From the graph, we can see that the growth of our population has been fairly linear, from a population of 3.78M in 2011 to 4.01M in 2019. Interestingly, the bulk of this increase is attributed to growth in the Old group, while the sum of the Active and Young group is almost constant over the same period. We can take a deeper look into this as follows:
From the graph, it is obvious that the size of the Young and Active groups remained almost the same over the 9 year period (at -4% and +3% growth respectively). However, the Old group grew a whopping 65%, contributing to almost the whole of the population growth from 2011 to 2019.

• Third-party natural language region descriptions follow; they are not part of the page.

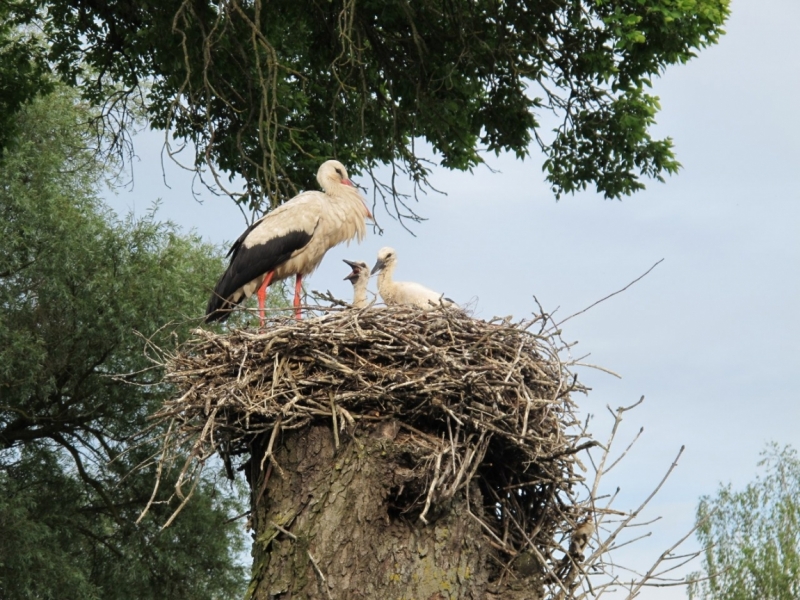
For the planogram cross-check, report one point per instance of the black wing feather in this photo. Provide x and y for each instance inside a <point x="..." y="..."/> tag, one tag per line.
<point x="249" y="263"/>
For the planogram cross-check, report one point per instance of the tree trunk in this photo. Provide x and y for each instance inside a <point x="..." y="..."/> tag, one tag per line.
<point x="327" y="526"/>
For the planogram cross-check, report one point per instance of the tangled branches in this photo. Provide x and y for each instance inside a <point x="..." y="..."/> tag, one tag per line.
<point x="471" y="406"/>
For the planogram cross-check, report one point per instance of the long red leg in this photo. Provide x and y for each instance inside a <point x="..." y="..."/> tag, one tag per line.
<point x="262" y="295"/>
<point x="297" y="288"/>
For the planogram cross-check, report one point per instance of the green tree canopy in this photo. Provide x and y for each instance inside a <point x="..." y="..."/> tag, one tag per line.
<point x="76" y="285"/>
<point x="752" y="537"/>
<point x="267" y="90"/>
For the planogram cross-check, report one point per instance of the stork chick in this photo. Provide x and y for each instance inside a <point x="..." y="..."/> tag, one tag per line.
<point x="403" y="292"/>
<point x="290" y="240"/>
<point x="359" y="278"/>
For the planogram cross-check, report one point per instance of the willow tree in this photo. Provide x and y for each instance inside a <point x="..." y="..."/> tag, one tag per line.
<point x="76" y="287"/>
<point x="266" y="90"/>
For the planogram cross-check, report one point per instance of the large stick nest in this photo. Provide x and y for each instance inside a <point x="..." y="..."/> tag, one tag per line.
<point x="475" y="401"/>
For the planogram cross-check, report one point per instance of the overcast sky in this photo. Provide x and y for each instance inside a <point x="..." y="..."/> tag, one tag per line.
<point x="710" y="337"/>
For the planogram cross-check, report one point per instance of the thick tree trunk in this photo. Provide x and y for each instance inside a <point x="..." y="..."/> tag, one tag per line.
<point x="325" y="527"/>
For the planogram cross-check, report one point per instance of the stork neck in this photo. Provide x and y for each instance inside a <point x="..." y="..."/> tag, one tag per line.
<point x="385" y="276"/>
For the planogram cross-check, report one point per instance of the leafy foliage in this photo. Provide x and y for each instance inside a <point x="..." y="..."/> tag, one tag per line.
<point x="23" y="66"/>
<point x="266" y="90"/>
<point x="753" y="536"/>
<point x="76" y="285"/>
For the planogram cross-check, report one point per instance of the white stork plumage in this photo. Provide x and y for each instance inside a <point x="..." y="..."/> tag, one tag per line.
<point x="359" y="278"/>
<point x="404" y="292"/>
<point x="291" y="240"/>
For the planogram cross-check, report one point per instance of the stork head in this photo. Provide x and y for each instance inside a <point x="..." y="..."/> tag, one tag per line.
<point x="333" y="174"/>
<point x="360" y="269"/>
<point x="386" y="258"/>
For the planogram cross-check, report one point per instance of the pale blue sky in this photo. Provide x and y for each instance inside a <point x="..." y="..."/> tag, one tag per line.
<point x="710" y="337"/>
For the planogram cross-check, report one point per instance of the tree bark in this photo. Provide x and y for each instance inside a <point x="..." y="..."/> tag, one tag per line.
<point x="326" y="527"/>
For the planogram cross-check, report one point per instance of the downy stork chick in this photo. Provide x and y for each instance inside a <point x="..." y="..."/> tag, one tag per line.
<point x="359" y="278"/>
<point x="403" y="292"/>
<point x="291" y="240"/>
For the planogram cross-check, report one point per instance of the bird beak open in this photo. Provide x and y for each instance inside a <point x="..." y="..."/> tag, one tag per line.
<point x="356" y="270"/>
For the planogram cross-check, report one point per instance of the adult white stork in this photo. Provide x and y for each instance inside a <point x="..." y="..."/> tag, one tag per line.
<point x="359" y="278"/>
<point x="290" y="240"/>
<point x="404" y="292"/>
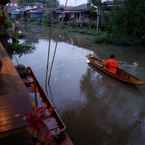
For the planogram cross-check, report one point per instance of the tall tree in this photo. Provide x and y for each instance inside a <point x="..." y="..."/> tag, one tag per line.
<point x="49" y="3"/>
<point x="128" y="20"/>
<point x="96" y="5"/>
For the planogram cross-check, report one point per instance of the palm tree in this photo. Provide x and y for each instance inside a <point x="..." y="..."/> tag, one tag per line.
<point x="96" y="4"/>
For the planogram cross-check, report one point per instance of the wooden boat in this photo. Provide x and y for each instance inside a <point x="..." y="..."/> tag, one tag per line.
<point x="44" y="122"/>
<point x="121" y="75"/>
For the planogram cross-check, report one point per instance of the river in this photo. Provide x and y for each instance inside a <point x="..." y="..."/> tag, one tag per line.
<point x="96" y="109"/>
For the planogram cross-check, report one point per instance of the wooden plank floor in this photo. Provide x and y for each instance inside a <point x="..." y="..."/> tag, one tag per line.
<point x="14" y="99"/>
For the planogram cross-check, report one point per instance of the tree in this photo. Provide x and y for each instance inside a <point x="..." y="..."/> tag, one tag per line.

A quick check on singstats for the relevant data shows that the data indeed corroborate with observed trend in the increase of the Old group.
| Year | 2011 | 2012 | 2013 | 2014 | 2015 | 2016 | 2017 | 2018 | 2019 | Total |
|---|---|---|---|---|---|---|---|---|---|---|
| Births | 36,178 | 38,641 | 35,681 | 37,967 | 37,861 | 36,875 | 35,444 | 35,040 | 35,330 | 329,017 |
| Deaths | 16,887 | 17,273 | 17,810 | 18,237 | 18,640 | 18,856 | 19,763 | 20,095 | 20,288 | 167,849 |
| Difference | 19,291 | 21,368 | 17,871 | 19,730 | 19,221 | 18,019 | 15,681 | 14,945 | 15,042 | 161,168 |
| Life Expectancy | 81.9 | 82.1 | 82.4 | 82.6 | 82.9 | 83 | 83.2 | 83.4 | 83.6 |
We can see that the net increase in our resident population is largely contributed by difference between the annual birth and death rates, adding up to an increase of 161K to the population across the 9 years. The life expectancy across the same period showed a corresponding increase as well.
Switching gear, we take a look at our various estates and see if there are any trends of where people prefer to stay for the various age groups. We plot the top and bottom 5 areas for each of the areas using the population data from 2019 for our analysis.
The trend for the Old age group revealed little surprise, where we expect that our mature estates in areas such as Outram, Bukit Merah, Rochor, Ang Mo Kio and Toa Payoh to have a much higher proportion of old people. Conversely, we find our relatively younger estates such as Punggol, Sengkang, Woodlands, Pasir Ris to be more heavily populated with the Young and Active group. These areas correspond to the new towns around the outskirts of the central areas of Singapore.